Tuesday, August 21, 2007
Around the Corner
Sunday, July 1, 2007
Updates
I've felt so productive lately! I finally got the Resource part of my website going and have uploaded some content. Right now I have wonderful interview with T.L. Osborn and his grandson, a Misty Edwards video, and audio teachings from various speakers. I hope to have more up soon. Right now I'm working on the Memories CD from the Summer Teen Intensive at IHOP-KC. It's going to the be the best memory CD ever seen on the planet. Ever.
Friday, June 29, 2007
God is alive and with me.

Just looking over the last few weeks there has been a lot of upheaval in my life. I was getting discouraged after this last trip to Asia. Long story short, I ran into some big disappointments while in the Philippines. I had set my heart on being there for a long time but I saw through certain circumstances there that it wasn't possible. When I came home, I got scammed out of $3500 trying to purchase a car. Then, just a week after that, my current car died on me.

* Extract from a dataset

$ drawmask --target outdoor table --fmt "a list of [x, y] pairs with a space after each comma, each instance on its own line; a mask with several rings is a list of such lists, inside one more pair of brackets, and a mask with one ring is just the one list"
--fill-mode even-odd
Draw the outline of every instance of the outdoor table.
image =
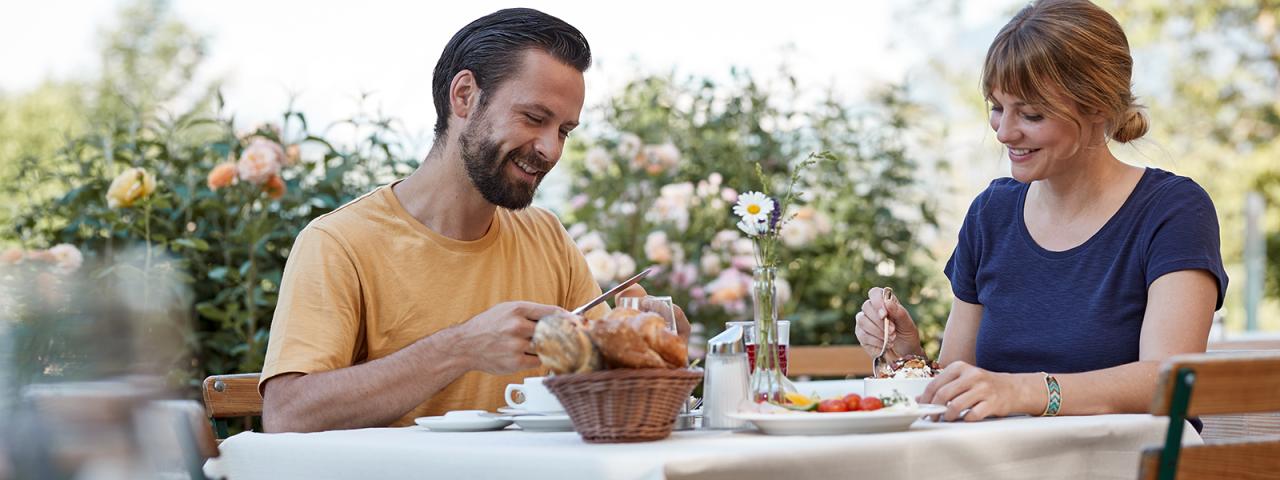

I felt a little lost and discouraged. I was being motivated by my circumstances instead of God's heart.
Then God surprised me. While working at the Signs and Wonders children's camp this summer (see pictures), a lady came up and blessed me with $400! I was in tears. She told me that the Lord prompted her to bless me. Then about 4 days ago she called me from out of the blue. She said that she and her husband wanted to give their car to me! Unbelievable! God has been such a kind friend to me. Even when I was walking in the pain of my circumstances, he showed me that it's not about my faithfulness but about his. I know that he is with me, but when I actually feel him speaking to me in a tangible way it's breathtaking.
For me it's like walking through the rocky mountain wilderness of Colorado. When the fresh cool air fills my lungs I feel so alive. That's how his kindness makes me feel.
Saturday, May 19, 2007
Back home
Being home after an overseas trip is always a mixed experience. I feel torn between hope and discouragement. Hope, because there is always a new horizon; discouragement, because normal life slows my heart to a crawl. Each time I step off the plane I promise myself that I will keep my heart inspired and alive. It's a hard promise to keep. I think I'm realizing that there needs to be less promises to myself and more thankfulness for what I have before me.